Why I still love to use a MacBookPro and MacOS in 2019

2019 04 02 head

As a young developer, I loved Linux, compiled new kernels during evening sessions and struggled days to have the correct drivers for the graphic card and communication components of my notebook.

I grew older and decided to enjoy my weekends, family, and outdoor activities.

And surely I shall have no virus, trojan, and other evils in my workstation. So I went to macOS and Apple notebooks without regrets.

Gains

The major gains using macOS are

  • Still, no virus scanner is necessary, the speed-up during complex programming and development activities is tremendous.

  • No trouble when updating OS, updates are automatic, and often no new start is required, Unix command line and tools are available in the console. Homebrew provides all known and less-known utilities and programs available under Linux.

  • My previous MacBook is now six years old and still used as a development backup platform. The performance is still great.

  • My preferred IDE, IntelliJ IDEA, works flawlessly on macOS.

  • My new MacBookPro is perfect for Java development, database integration, and running multiple Docker images locally. The 32 GB RAM goes a long way to run multiple docker images and databases.

No virus scanner is still important. I was lately at a customer site. The whole deployment just crashed because the IT department decided to update the virus scanner and associated options. Suddenly, the generated artifacts were considered harmful. This decision just broke the CI/CD pipeline for hours.

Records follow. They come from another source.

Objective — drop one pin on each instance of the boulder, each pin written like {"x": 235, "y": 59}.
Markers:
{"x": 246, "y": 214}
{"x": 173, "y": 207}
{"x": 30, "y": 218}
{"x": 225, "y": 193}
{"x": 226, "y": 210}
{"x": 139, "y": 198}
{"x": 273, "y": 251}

Homebrew easily downloads and installs newer versions of favorite applications and utilities. It solved the dread of macOS slow or missing application updates. Apple seldom keeps up pre-installed Unix utilities to date. Just use Homebrew and forget about Apple slow updates.

Daily Development

The tools I really enjoy and use on a daily basis for software development, mainly Java stack, are:

  • IntelliJ IDEA IDE is still a dream. It could sometimes be slightly snappier but still the best Java IDE under the sky.

    • UML diagrams are created with plantUML and the provided plugin.

    • Documents are written in Asciidoc with the existing plugin.

    • Git is kept up to date with homebrew.

    • Gradle Build Tool is kept up to date either with homebrew or gradlew.

  • Atlassian Cloud applications - BitBucket, Trello and CI pipeline - and SourceTree for some git operations.

  • Homebrew as a package manager for utilities.

  • Docker as container manager - for complex product you can run locally kubernetes.

  • Chrome is my default browser. I almost never use _Safari or Firefox.

I retired VirtualBox because I do not need any virtual machines. They were replaced with Docker images, I stopped using MacPorts. Homebrew is more than enough for my needs.

Daily Work

The tools I used to perform administrative work are

  • LibreOffice is going stronger and better every year.

  • Google Business for teamwork in the cloud using collaborative tools.

  • Apple Mail Client with GPG plugin for PGP and S/MIME secure email.

  • A local Swiss article Banana for accounting and VAT reports for the federal government. I bought it as soon as the company stopped requesting higher prices for macOS than for the other platforms.

I still have no need to use any Microsoft applications. My findings are inline with the ones in my older blog in March 2016. I hope Apple will still produce high-quality hardware and software in the future.

The only big macOS improvement I am waiting for from Apple is that Apple delegates the installation and update of Unix applications and utilities to Homebrew. Apple is sadly always behind the release cycle of regular Unix programs. Homebrew does a way better job to support software developers.